I’m not a project, Tiffani told herself. I’m a person.

She walked into the courtroom with her head held high.

She’d never been so happy to have no one turn to look at her. She made her way to her desk and sat down in front of the stenography machine. At this point it was an old friend. She patted it like it was a faithful dog, superstitiously asking it to be on her side and keep her from making any mistakes.

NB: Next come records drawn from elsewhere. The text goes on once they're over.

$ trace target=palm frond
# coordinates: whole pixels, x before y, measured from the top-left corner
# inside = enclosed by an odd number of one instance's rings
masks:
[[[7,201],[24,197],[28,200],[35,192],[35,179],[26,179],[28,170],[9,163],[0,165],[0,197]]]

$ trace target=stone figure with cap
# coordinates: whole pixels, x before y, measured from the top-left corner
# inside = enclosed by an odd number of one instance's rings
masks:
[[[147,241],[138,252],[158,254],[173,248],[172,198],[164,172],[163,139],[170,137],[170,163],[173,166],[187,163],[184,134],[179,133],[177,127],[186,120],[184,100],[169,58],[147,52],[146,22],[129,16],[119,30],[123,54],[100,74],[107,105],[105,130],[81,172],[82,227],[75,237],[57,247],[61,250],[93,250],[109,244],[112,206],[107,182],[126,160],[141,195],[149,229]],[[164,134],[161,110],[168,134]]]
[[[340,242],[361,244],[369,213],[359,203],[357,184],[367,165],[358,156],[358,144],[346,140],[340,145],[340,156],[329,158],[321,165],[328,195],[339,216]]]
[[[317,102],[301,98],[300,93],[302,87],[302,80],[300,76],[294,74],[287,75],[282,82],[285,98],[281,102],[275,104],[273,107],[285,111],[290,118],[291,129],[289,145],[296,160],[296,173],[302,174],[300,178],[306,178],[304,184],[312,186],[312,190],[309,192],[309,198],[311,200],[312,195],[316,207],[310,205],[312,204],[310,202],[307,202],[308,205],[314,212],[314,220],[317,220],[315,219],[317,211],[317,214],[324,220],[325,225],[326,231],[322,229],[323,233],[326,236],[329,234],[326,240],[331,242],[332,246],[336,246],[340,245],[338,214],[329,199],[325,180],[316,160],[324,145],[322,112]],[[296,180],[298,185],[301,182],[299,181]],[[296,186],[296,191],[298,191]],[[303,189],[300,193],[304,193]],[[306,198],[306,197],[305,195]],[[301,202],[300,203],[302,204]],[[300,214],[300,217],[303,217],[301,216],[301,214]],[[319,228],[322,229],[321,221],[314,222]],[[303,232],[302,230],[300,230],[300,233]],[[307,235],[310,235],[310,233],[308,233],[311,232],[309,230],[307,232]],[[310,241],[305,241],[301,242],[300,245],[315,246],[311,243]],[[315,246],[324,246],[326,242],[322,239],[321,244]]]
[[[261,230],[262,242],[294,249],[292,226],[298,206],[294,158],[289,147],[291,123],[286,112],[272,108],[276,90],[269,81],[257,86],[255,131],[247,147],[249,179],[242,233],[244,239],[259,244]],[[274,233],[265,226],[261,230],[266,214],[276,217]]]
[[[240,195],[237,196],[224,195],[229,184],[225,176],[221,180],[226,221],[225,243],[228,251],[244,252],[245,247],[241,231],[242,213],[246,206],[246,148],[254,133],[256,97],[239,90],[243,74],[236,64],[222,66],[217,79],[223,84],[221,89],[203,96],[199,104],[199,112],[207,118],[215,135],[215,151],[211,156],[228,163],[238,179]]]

She would need the help, too, because her boss, Milo, had saddled her with one of the biggest trials to ever hit the usually-sleepy Sterling. She suspected that he wanted to get rid of her. Theo had probably pulled a few strings at the courthouse to get her the job—she knew that being forty-plus and having hardly any work experience weren’t usually strong sell points even before you had to reveal that you had a white-collar criminal ex-husband—and Milo probably resented having his department interfered with. He had given her something he thought a rookie wouldn’t be able to handle.

Tiffani was determined to prove that she could handle it just fine. She settled her fingers down lightly on the row of keys and waited for the trial to start.